EASTHAM — It’s an unusually warm Saturday in November. The noontime sun shines, and the air is still, when Jim McGrath lets out a turkey call in a remote, wooded part of Eastham.
After about 10 minutes, we walk to a different location. More calls, but no turkeys call back. This goes on for a while longer, before we drive to a different area of town.
We repeat the process, but our midday turkey hunt ends with no success.
The range of fall turkey hunting seasons in Massachusetts depends on where you live. The state is broken into zones. The Outer Cape is in zone 12, where hunters, only using archery equipment, can go after turkeys from Oct. 5 to 17 and Nov. 2 to 28. Shotgun bird hunting is allowed from Oct. 19 to 31. Hunting on Sundays is prohibited.
McGrath and his son Jake hunt turkeys regularly on the Outer Cape during the fall and spring seasons. They also hunt deer off Cape — I traveled with them to Western Mass. for an expedition last year.

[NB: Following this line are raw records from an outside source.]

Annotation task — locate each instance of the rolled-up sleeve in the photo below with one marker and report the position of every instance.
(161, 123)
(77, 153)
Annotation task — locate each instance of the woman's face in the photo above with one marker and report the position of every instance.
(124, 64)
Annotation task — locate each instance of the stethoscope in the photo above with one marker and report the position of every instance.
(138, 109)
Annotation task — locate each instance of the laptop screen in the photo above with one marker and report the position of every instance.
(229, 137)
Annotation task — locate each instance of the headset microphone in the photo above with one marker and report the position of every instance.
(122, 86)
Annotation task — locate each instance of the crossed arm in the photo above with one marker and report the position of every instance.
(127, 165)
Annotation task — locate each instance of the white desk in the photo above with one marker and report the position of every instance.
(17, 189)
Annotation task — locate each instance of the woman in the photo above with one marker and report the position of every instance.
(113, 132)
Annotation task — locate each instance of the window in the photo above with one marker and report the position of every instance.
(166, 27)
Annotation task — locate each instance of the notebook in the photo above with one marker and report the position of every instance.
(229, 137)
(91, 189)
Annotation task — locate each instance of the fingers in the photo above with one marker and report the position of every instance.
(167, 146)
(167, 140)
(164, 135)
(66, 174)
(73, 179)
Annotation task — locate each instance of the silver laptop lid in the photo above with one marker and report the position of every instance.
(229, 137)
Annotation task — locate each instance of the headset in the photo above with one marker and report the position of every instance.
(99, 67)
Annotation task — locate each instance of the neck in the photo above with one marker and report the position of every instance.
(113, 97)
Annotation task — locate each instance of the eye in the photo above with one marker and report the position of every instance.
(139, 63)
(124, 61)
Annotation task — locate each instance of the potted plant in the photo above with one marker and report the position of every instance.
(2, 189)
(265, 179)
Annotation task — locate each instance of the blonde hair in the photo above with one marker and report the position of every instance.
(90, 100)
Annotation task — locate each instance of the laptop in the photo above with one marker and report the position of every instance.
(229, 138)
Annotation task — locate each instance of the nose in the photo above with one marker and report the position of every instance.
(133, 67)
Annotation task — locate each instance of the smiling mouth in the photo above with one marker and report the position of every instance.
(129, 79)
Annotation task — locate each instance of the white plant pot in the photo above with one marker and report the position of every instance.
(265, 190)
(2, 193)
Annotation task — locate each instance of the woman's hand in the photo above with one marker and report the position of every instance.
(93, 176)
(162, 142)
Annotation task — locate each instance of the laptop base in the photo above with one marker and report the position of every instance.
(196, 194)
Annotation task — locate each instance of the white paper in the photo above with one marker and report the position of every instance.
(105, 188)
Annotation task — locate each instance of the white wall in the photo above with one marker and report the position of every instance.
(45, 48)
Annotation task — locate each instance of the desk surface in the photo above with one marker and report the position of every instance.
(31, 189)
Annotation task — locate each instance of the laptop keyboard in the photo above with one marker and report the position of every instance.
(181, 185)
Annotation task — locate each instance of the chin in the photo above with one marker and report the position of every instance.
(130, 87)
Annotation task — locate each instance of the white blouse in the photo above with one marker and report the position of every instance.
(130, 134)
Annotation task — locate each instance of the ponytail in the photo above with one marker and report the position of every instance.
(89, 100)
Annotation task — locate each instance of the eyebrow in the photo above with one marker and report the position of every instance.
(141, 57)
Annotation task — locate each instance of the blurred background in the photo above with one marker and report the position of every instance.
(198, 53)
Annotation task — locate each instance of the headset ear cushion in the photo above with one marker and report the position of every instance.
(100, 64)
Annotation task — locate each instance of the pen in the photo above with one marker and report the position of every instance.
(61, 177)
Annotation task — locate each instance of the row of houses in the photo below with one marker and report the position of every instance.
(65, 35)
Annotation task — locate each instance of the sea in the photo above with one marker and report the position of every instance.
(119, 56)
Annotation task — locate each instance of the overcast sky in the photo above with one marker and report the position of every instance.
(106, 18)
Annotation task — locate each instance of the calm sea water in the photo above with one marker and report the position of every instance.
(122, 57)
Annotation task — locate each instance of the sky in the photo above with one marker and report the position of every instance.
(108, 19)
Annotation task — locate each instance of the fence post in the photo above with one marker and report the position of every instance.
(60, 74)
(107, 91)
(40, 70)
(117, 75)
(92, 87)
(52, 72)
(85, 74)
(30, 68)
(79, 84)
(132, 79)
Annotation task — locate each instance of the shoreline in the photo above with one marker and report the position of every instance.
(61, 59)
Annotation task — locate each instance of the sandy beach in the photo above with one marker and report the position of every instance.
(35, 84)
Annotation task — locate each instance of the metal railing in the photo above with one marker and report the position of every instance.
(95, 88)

I have asked Jim to let me follow him around on Saturday, as the turkey season begins to wind down. Every hunter has his own favorite spots, and Jim takes me to two in Eastham near the National Seashore.
Camouflage attire is a must. I am decked out in a camo jacket, hat, pants, face covering, and gloves. Turkeys might not be the smartest animal on the planet, but they’re highly sensitive to movement, so it’s best to be disguised in the woods.
McGrath brings his bow, a decoy turkey, and three different turkey calls to try to get the birds’ attention — diaphragm calls, pot and striker calls, and box calls, each making a slightly different sound. Box calls and pot and striker calls are worked by hand, while diaphragm calls use a piece of U-shaped rubber that’s placed on the roof of your mouth.
The diaphragm call makes a gentler sound. McGrath says it’s used when the bird is close by, so it doesn’t get too startled.
Fall and spring turkey hunts are much different, McGrath says. In the fall, male turkeys, known as mature toms, are more likely to be roaming together, while mother hens roam with their young.
“In the fall, you’re walking through the woods looking for a flock,” McGrath says. Hunters either use calls to try and locate a flock or roam the woods looking for tracks, eaten acorns, or dug up leaves — signs of turkey activity.
If a flock appears, McGrath says, there are two ways to proceed. One is to ambush the flock and take your shot on the ground or as a turkey flies up in the air. McGrath says that, using a bow, it’s extremely difficult to hit a turkey in the air.
Another way is to break the flock apart and single out younger turkeys.
“When danger is near, they’ll put out a clucking noise and sometimes run or fly,” McGrath says. “When the flock breaks up, the kids get nervous and wait to hear from the mother hen.”
The mothers will put out a call to collect their young. With the right call, you can trick the young turkeys.
“You can try to be the boss hen and call the young to you,” he says.
Springtime is mating season for turkeys, so the males are very talkative as they attempt to attract a female. Hunters then use calls to communicate with the turkeys, posing as a mature tom or female hen to lure them closer.
There’s another bird that’s popular with hunters on the Outer Cape. The Mass. Dept. of Fish and Game stocks pheasants in parts of the National Seashore, such as the Provincetown dunes and the Marconi area in Wellfleet. This happens weekly during hunting season, which runs from Oct. 17 to Nov. 28.
Eastham resident Sadie Hill has been hunting pheasants on the Outer Cape for the last 10 years. Her hunting partners, an Irish setter named Tuka and an English springer spaniel named Murphy, track down the birds.
It’s a different kind of bird hunting. Shotguns are almost always used, and most hunters don’t use calls but rather train a dog to be either a flusher or pointer. A flusher will sniff out the bird and then chase it, forcing it to take flight. A pointer will lock up when the pheasants are near and point his noise in the direction of the bird.
“Pheasant hunting is more about the relationship you create with your dog,” Hill says.
The wild turkey population in Massachusetts has expanded since the 1970s, when 37 wild turkeys captured in the Adirondacks in New York were released in Berkshire County, according to the National Audubon Society.
McGrath, who’s been hunting in Massachusetts his whole life, says that in the 1990s the state chapter of the National Wild Turkey Federation moved turkeys from Western Mass., where they were overpopulating, to the Cape. Ever since, the turkey population on the Outer Cape has increased.
The National Seashore plans to phase out the stocking of pheasants by 2024. Hill says she doesn’t think that will affect the number of pheasant hunters locally, because most will frequent stocked areas outside the Seashore, such as Duck Harbor or the woods off High Toss Road in Wellfleet.
Both the McGraths and Hill enjoy eating what they’ve killed at the end of the day. The McGraths make turkey pot pie, while Hill says her family usually freezes the pheasant meat, then breasts the pheasant and cooks it using chicken recipes.